Post-Authorship Attribution Using Regularized Deep Neural Network

Appl. Sci. 2022, 12(15), 7518; https://doi.org/10.3390/app12157518
by Abiodun Modupe 1,2,*, Turgay Celik 3, Vukosi Marivate 1 and Oludayo O. Olugbara 4
Reviewer 1: Anonymous
Reviewer 2:
Reviewer 3:
Appl. Sci. 2022, 12(15), 7518; https://doi.org/10.3390/app12157518
Submission received: 2 May 2022 / Revised: 16 June 2022 / Accepted: 20 June 2022 / Published: 26 July 2022
(This article belongs to the Special Issue Application of Machine Learning in Text Mining)

Round 1

Reviewer 1 Report

  1. The article needs an English review. For example, there are several long sentences in the Abstract.
  2. The motivation of the work is not string. Please make the motivation stronger in the Introduction section
  3. Related work section needs to be modified to summarize the previous studies with their results. For example, 10 references are listed in one line ( … and 101 structural [21-22,24,26,36,43-47]).
  4. What are the main limitations of related work and how are the authors going to address these limitations?
  5. Regarding the method in Figure 1, is this a new method proposed in this study or an old one?
  6. How are the hyperparameters of deep learning models tuned?
  7. The deep learning models need more details. How are they designed? What are the parameters used?
  8. It is good to study the complexity of the proposed models. There should be a tradeoff between complexity and accuracy

Author Response

Reviewer #1:

  1. The article needs an English review. For example, there are several long sentences in the Abstract.

            Response

Thank you so much for your comments. The abstract section is thoroughly revised considering your valuable suggestion. Hopefully, you will find it logical.

 

  1. The motivation of the work is not string. Please make the motivation stronger in the Introduction section.

            Response

Thank you so much for your suggestion. We have restructured the introduction with strong motivation in the revised manuscript for better understanding and to reflect the actual contribution of the study. Hopefully, now you will find it rational.

 

  1. Related work section needs to be modified to summarize their key features in previous studies with their results. For example, 10 references are listed in one line ( … and 101 structural [21-22,24,26,36,43-47]).

            Response

We very much appreciate the suggestion, and we have updated related works with additional recent publications not only suggested by the reviewers but many others. The 10 references listed by the reviewers have been updated and are reflected in the revised version of the manuscript.

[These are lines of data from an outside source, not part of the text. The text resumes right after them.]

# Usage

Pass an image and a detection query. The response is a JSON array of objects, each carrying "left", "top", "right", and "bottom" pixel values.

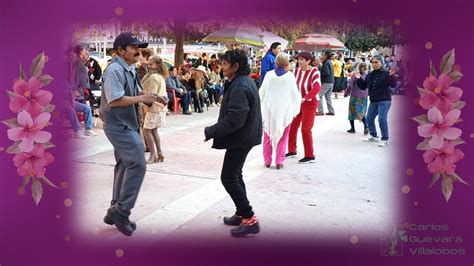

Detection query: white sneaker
[
  {"left": 364, "top": 136, "right": 380, "bottom": 143},
  {"left": 379, "top": 140, "right": 388, "bottom": 147},
  {"left": 84, "top": 129, "right": 97, "bottom": 136},
  {"left": 74, "top": 130, "right": 86, "bottom": 139}
]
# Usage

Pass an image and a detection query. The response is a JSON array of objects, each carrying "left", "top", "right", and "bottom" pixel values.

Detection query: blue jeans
[
  {"left": 367, "top": 101, "right": 392, "bottom": 140},
  {"left": 73, "top": 102, "right": 92, "bottom": 129}
]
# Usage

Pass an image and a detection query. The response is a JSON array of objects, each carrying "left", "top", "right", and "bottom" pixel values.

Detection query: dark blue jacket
[{"left": 204, "top": 75, "right": 262, "bottom": 149}]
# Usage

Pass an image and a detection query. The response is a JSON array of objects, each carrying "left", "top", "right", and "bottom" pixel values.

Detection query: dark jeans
[
  {"left": 367, "top": 101, "right": 392, "bottom": 140},
  {"left": 191, "top": 90, "right": 204, "bottom": 113},
  {"left": 221, "top": 149, "right": 254, "bottom": 218}
]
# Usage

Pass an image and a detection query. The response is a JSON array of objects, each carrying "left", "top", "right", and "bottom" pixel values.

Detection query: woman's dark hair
[{"left": 222, "top": 49, "right": 250, "bottom": 76}]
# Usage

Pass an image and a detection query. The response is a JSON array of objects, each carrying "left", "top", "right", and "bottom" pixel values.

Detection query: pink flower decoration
[
  {"left": 10, "top": 77, "right": 53, "bottom": 118},
  {"left": 418, "top": 107, "right": 462, "bottom": 149},
  {"left": 7, "top": 111, "right": 52, "bottom": 152},
  {"left": 423, "top": 141, "right": 464, "bottom": 175},
  {"left": 420, "top": 74, "right": 462, "bottom": 114},
  {"left": 13, "top": 144, "right": 54, "bottom": 178}
]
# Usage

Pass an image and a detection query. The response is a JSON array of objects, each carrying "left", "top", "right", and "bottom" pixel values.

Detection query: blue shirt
[{"left": 100, "top": 55, "right": 142, "bottom": 131}]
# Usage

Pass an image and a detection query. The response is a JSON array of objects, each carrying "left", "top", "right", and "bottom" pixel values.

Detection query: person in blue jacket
[{"left": 260, "top": 42, "right": 281, "bottom": 84}]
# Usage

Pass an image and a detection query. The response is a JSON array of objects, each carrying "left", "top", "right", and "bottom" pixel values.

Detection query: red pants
[{"left": 288, "top": 105, "right": 317, "bottom": 157}]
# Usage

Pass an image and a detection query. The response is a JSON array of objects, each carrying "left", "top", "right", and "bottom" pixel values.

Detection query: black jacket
[
  {"left": 204, "top": 75, "right": 262, "bottom": 149},
  {"left": 320, "top": 59, "right": 334, "bottom": 83},
  {"left": 357, "top": 68, "right": 397, "bottom": 102}
]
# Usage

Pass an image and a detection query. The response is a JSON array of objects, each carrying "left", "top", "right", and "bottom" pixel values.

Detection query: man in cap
[{"left": 100, "top": 32, "right": 167, "bottom": 236}]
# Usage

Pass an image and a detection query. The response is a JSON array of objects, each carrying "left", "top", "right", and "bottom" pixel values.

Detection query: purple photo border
[{"left": 0, "top": 0, "right": 474, "bottom": 265}]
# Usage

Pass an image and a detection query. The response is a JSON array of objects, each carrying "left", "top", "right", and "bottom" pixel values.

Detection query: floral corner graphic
[
  {"left": 413, "top": 49, "right": 468, "bottom": 201},
  {"left": 3, "top": 53, "right": 57, "bottom": 205}
]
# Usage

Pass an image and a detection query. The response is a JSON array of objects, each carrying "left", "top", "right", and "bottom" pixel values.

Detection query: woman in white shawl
[{"left": 259, "top": 53, "right": 301, "bottom": 169}]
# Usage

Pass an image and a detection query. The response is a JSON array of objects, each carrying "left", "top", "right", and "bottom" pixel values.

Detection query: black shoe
[
  {"left": 298, "top": 157, "right": 316, "bottom": 163},
  {"left": 230, "top": 222, "right": 260, "bottom": 237},
  {"left": 104, "top": 210, "right": 137, "bottom": 231},
  {"left": 104, "top": 208, "right": 136, "bottom": 236},
  {"left": 224, "top": 214, "right": 242, "bottom": 226}
]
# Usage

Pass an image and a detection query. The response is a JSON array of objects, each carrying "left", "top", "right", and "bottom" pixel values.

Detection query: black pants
[{"left": 221, "top": 149, "right": 254, "bottom": 218}]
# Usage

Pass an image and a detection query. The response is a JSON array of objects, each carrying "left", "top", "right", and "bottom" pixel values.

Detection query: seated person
[
  {"left": 188, "top": 70, "right": 205, "bottom": 113},
  {"left": 166, "top": 67, "right": 192, "bottom": 115}
]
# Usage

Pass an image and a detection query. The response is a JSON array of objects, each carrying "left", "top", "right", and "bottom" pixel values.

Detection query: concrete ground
[{"left": 71, "top": 96, "right": 403, "bottom": 242}]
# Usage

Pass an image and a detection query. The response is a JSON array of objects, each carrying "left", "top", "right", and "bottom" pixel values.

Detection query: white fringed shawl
[{"left": 259, "top": 70, "right": 301, "bottom": 147}]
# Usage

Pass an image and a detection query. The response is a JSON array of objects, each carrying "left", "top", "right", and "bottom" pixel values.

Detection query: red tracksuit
[{"left": 288, "top": 67, "right": 321, "bottom": 157}]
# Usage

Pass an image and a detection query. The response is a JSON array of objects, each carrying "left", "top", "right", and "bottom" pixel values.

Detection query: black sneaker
[{"left": 298, "top": 157, "right": 316, "bottom": 163}]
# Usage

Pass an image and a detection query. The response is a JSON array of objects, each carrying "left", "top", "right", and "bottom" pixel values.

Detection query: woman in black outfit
[{"left": 204, "top": 50, "right": 262, "bottom": 237}]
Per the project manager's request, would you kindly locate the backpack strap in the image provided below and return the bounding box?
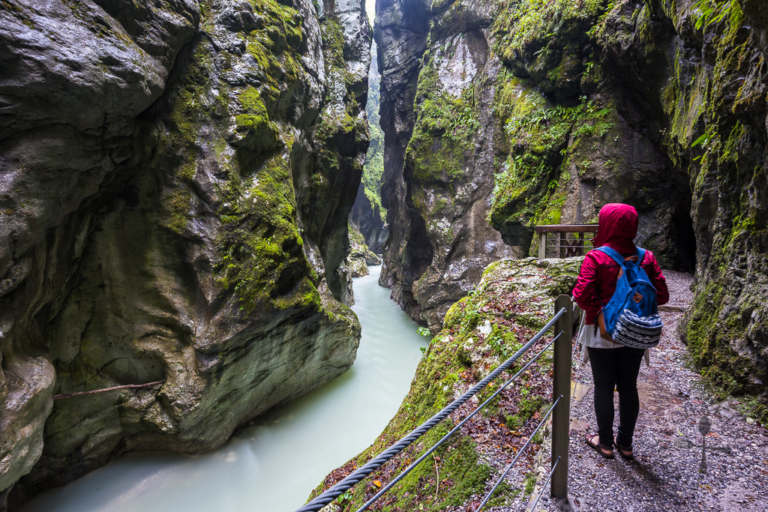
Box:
[595,245,648,267]
[637,247,648,267]
[595,245,624,267]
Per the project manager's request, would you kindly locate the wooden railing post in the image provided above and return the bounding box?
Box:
[551,295,573,499]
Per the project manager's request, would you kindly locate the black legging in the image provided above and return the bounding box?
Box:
[588,347,644,448]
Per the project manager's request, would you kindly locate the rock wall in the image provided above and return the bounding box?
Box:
[312,258,581,512]
[349,43,389,254]
[375,0,768,412]
[375,0,521,333]
[0,0,370,506]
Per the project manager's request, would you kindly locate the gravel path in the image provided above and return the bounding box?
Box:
[537,272,768,512]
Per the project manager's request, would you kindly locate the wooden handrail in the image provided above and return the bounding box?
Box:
[536,224,597,233]
[53,380,165,400]
[535,224,597,260]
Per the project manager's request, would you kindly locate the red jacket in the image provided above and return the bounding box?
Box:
[573,203,669,324]
[573,251,669,324]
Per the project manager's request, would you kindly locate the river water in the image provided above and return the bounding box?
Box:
[23,267,427,512]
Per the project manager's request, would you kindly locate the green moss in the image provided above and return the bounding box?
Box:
[406,59,480,186]
[489,95,614,231]
[316,258,580,512]
[161,188,192,235]
[216,156,312,312]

  1. What are the main limitations of related work and how are the authors going to address these limitations?

            Response

We have taken this comment into full consideration, and the limitations of the previous work have been addressed thoroughly in the literature section, and how the limitations were addressed. We also provide a comparison based on common characteristics in Table 1. Hopefully, you will find it justified.

 

  1. Regarding the method in Figure 1, is this a new method proposed in this study or an old one?

            Response

Figure 1 shows the proposed RDNN system crafted by us and well explained in this version of the manuscript.

 

  1. How are the hyperparameters of deep learning models tuned?

           

Response

Thank you so much for your valuable suggestion. The early stooping was used, and optimized hyperparameters for each dataset are described in Table 3. Because cross-validation is prohibitively expensive, we used a 5-fold cross-validation method with a Keras tuner for hyperparameter search as a pre-fold run time for the model with 10% randomly split off as a stratified test. This has been expressed thoroughly in section 4.2.

 

  1. The deep learning models need more details. How are they designed? What are the parameters used?

            Response

            Thank you so much for the suggestion. We have thoroughly made a clear description of the proposed RDNN method in Section 3 for improving the accuracy of the PAA system.  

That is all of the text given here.